Have you considered indoor billboards (also known as “restroom advertising”)?

Have you considered indoor billboards (also known as “restroom advertising”)?

I recently designed posters to be used as “ads” inside of public restrooms—posters to hang on doors or walls in strategic bathroom locations.

We’ve all seen them, right? For us females who spend more time inside bathroom stalls with the doors shut, we can’t miss seeing these kinds of messages.

In my case, I designed the restroom posters for the marketing director at a regional hospital. The posters were her idea and a really good one, in my opinion.

restroom-poster-sampleHere’s how it worked: I designed very large posters that slip inside economical, sturdy poster frames (the frames pretty much fill up the width of the stall door.) The posters were printed locally and inexpensively; we printed a few of each poster topic. Every now and then we’ll change out the older posters for new topics.

In an organization as big as a hospital, it’s easy to forget that you can, and should, market directly to your own employees.

With hundreds or even thousands of employees, not only should employees be aware of what their organization has to offer, they frequently are consumers of the hospital’s healthcare services, as well. And if the hospital is doing its job well, their employees should be the best spokespeople for what they have to offer.

So the marketing director’s idea of advertising, via bathroom stalls, to the hospital’s employees (as well as visitors) makes a lot of sense.

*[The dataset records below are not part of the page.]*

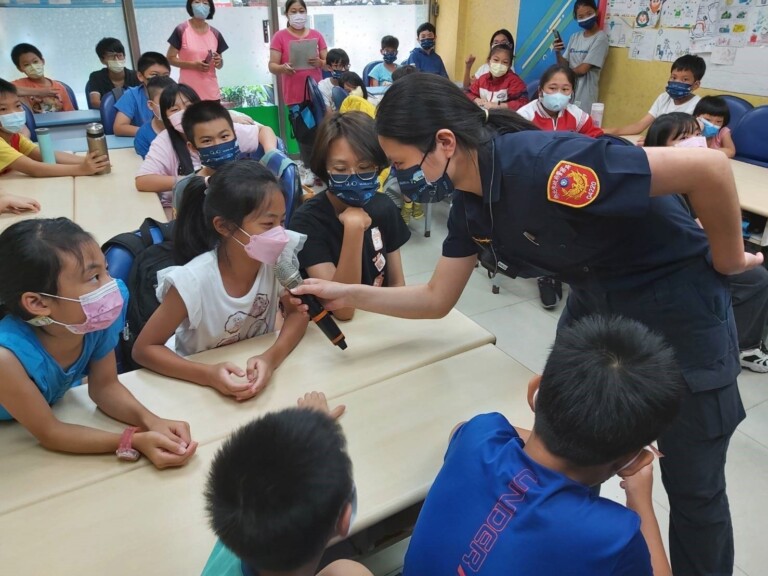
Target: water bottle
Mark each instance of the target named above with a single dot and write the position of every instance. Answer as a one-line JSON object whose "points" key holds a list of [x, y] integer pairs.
{"points": [[97, 142], [45, 143]]}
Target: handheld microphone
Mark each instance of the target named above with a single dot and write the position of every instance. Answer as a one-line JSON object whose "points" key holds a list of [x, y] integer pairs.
{"points": [[289, 277]]}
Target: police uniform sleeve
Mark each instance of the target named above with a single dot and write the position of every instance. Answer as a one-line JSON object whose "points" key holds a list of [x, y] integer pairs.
{"points": [[597, 177], [458, 243]]}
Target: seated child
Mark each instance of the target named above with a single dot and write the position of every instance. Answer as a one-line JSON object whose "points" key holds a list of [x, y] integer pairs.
{"points": [[268, 532], [381, 74], [749, 290], [498, 37], [39, 93], [132, 109], [553, 109], [500, 87], [508, 497], [21, 154], [353, 234], [62, 317], [337, 61], [111, 53], [424, 57], [146, 134], [685, 78], [228, 236], [712, 112]]}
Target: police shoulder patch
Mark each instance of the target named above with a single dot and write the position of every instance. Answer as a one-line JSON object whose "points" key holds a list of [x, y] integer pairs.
{"points": [[572, 184]]}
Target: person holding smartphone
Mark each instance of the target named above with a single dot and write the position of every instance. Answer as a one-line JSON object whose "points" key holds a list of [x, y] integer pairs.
{"points": [[196, 48]]}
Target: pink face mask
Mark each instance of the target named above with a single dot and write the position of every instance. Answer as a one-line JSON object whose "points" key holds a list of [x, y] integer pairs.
{"points": [[692, 142], [101, 308], [266, 247]]}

There aren’t many places left in our over-busy, multi-tasking society where you can find a captive audience with undivided viewing attention. But you’ll find them in a public bathroom.

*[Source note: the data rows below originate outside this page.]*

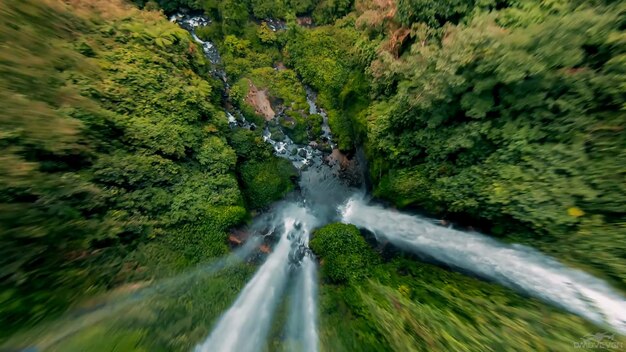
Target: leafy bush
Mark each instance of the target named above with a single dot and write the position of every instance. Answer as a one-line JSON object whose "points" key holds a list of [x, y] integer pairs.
{"points": [[344, 254], [266, 181]]}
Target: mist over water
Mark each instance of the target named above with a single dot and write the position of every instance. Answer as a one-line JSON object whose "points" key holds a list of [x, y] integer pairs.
{"points": [[245, 325], [301, 329], [515, 266]]}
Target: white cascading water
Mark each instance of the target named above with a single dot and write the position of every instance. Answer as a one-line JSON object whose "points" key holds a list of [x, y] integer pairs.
{"points": [[515, 266], [244, 327], [301, 328]]}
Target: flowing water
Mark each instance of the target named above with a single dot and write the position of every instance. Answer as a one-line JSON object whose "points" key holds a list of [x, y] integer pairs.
{"points": [[515, 266], [324, 197], [289, 273]]}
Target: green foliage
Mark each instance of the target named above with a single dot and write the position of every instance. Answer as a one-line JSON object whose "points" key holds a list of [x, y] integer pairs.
{"points": [[106, 144], [519, 126], [327, 11], [405, 304], [324, 62], [345, 256], [266, 181]]}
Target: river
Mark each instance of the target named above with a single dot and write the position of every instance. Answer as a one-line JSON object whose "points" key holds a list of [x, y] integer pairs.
{"points": [[290, 270]]}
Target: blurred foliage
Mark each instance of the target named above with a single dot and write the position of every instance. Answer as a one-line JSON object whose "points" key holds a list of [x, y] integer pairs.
{"points": [[324, 61], [109, 139], [346, 255], [404, 305], [514, 120]]}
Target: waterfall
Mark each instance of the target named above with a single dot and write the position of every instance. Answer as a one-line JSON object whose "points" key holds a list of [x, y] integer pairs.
{"points": [[515, 266], [301, 328], [245, 325]]}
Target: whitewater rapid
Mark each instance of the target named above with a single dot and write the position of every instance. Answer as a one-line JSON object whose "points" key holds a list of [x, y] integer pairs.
{"points": [[245, 325], [515, 266]]}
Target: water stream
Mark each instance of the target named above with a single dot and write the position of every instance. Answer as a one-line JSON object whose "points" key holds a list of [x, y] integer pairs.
{"points": [[516, 266], [324, 197], [290, 270]]}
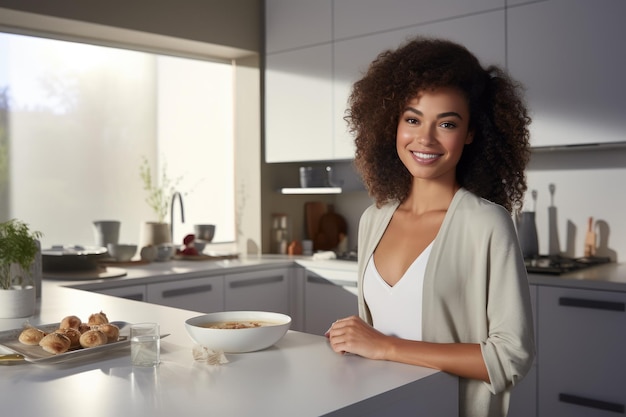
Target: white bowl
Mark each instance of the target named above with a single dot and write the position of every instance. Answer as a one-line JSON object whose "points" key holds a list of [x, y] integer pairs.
{"points": [[121, 252], [238, 340]]}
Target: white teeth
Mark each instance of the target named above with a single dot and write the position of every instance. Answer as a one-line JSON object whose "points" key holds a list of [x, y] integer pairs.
{"points": [[425, 155]]}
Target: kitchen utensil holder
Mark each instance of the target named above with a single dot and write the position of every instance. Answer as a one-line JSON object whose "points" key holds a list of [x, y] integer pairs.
{"points": [[527, 235]]}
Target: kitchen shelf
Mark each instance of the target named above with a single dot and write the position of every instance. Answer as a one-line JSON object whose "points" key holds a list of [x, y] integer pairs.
{"points": [[311, 190]]}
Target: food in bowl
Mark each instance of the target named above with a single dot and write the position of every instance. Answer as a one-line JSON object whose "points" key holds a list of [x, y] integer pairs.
{"points": [[238, 331]]}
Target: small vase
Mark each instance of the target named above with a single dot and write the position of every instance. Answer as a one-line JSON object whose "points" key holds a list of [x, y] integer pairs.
{"points": [[18, 301], [106, 231]]}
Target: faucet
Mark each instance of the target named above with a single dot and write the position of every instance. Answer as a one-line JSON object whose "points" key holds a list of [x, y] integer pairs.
{"points": [[182, 212]]}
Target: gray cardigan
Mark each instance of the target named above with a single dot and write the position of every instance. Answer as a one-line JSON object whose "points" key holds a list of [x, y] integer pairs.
{"points": [[475, 291]]}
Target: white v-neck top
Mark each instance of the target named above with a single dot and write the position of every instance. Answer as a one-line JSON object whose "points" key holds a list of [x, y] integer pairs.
{"points": [[397, 310]]}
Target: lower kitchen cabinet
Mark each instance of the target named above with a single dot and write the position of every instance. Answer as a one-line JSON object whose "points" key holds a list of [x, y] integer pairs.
{"points": [[326, 301], [524, 396], [205, 295], [582, 343], [131, 292], [263, 290]]}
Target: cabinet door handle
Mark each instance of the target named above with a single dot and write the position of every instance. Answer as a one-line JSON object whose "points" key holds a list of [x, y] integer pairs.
{"points": [[138, 296], [595, 304], [255, 281], [318, 280], [177, 292], [592, 403]]}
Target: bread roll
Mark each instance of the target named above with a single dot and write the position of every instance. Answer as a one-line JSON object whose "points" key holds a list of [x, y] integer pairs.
{"points": [[55, 343], [70, 322], [97, 318], [111, 331], [93, 338], [84, 327], [31, 336], [72, 334]]}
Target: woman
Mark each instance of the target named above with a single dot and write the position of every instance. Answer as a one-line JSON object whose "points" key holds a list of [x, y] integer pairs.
{"points": [[441, 144]]}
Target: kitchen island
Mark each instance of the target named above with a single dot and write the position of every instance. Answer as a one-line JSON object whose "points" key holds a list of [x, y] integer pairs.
{"points": [[299, 376]]}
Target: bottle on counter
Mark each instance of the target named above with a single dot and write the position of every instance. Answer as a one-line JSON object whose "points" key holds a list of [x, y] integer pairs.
{"points": [[280, 233]]}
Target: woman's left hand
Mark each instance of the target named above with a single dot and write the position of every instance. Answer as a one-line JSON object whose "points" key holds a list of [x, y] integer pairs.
{"points": [[353, 335]]}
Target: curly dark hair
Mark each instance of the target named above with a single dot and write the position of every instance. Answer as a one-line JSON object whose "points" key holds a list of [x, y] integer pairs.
{"points": [[492, 166]]}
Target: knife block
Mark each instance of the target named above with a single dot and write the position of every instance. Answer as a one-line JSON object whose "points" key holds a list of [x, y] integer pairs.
{"points": [[527, 235]]}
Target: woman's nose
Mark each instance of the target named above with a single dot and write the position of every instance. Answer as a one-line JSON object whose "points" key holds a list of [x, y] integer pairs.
{"points": [[425, 135]]}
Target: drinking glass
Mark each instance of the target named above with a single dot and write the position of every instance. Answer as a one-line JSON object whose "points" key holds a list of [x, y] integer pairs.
{"points": [[145, 344]]}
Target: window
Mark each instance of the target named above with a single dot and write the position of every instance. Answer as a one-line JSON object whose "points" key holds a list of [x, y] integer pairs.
{"points": [[76, 121]]}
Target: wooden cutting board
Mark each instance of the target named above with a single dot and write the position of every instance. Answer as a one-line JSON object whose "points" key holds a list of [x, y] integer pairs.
{"points": [[313, 212]]}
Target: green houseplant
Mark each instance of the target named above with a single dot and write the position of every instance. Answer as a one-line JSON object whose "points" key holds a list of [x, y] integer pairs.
{"points": [[19, 247], [159, 193]]}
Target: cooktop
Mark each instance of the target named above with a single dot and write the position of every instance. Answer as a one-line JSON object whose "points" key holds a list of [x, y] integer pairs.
{"points": [[557, 265]]}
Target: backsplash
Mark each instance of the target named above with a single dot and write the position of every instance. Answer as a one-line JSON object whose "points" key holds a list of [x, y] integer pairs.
{"points": [[587, 184]]}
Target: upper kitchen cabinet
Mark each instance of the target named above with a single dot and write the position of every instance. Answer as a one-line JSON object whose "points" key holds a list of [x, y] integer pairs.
{"points": [[308, 78], [297, 23], [298, 100], [360, 17], [568, 55], [480, 33]]}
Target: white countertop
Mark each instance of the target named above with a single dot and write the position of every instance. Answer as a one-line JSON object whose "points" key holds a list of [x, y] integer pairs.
{"points": [[610, 277], [299, 376]]}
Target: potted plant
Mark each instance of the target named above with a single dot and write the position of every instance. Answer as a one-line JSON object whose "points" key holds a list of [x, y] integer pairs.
{"points": [[159, 197], [19, 247]]}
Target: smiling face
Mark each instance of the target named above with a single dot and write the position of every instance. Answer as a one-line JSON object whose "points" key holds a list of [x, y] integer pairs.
{"points": [[432, 131]]}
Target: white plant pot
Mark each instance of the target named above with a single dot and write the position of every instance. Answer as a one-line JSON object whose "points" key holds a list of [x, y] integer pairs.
{"points": [[17, 302]]}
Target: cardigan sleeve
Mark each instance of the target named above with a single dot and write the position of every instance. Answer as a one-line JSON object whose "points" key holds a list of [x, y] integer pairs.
{"points": [[508, 350]]}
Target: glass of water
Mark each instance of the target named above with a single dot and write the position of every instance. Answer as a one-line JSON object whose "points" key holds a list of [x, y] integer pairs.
{"points": [[145, 344]]}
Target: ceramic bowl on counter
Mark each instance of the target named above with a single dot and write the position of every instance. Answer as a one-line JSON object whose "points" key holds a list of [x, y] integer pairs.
{"points": [[204, 232], [238, 331], [122, 252]]}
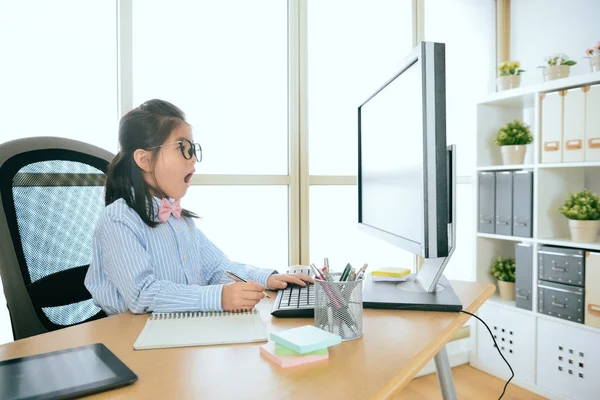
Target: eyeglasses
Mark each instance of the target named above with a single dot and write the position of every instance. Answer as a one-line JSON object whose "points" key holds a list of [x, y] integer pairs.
{"points": [[188, 149]]}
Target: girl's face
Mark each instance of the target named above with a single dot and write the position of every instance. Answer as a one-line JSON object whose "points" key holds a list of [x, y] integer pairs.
{"points": [[172, 172]]}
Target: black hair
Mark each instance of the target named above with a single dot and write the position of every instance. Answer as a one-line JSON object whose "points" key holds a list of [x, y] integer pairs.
{"points": [[146, 126]]}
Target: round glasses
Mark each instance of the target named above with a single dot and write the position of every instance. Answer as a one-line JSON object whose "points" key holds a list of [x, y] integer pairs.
{"points": [[188, 149]]}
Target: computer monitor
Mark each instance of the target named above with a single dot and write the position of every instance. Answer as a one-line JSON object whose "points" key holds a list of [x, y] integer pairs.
{"points": [[406, 179]]}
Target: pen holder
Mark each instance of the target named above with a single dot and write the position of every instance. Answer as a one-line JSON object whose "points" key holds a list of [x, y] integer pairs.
{"points": [[338, 307]]}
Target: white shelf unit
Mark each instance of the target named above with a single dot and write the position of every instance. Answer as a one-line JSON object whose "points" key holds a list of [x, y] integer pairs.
{"points": [[553, 357]]}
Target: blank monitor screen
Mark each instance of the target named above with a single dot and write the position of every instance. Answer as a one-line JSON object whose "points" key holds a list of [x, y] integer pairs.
{"points": [[392, 158]]}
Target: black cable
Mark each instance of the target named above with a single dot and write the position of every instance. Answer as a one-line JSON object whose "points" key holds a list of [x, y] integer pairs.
{"points": [[497, 348]]}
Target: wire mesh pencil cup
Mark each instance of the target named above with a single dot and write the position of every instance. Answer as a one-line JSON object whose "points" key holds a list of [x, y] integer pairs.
{"points": [[338, 307]]}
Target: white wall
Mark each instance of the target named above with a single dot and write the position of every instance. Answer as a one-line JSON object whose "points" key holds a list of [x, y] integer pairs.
{"points": [[540, 28]]}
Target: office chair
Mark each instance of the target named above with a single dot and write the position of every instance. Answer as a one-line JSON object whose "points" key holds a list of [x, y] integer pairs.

As mentioned on the American Restroom Association web page (who knew?), “toilets don’t have remote controls.”

And you know exactly who you’re reaching.

“With media becoming more fragmented, advertisers are looking for a more targeted way to reach their customers,” says Jim Arabanos, president of AJ Indoor Advertising Inc., of the growing market. “If you look at a specific restaurant or bar, you know the age and income demographics that go there. Indoor advertising is a vehicle that can be targeted right down to the pinhead. You know exactly who you’re reaching.”

In advertising, no venue is sacred or off limits any more.

Whether you see this as a good or bad trend, advertising messages are found everywhere; this trend shows no sign of diminishing. We have product placement in movies and in tv shows, ads on bus/subway exteriors, on park benches, on our Google home pages…and in our private bathroom moments.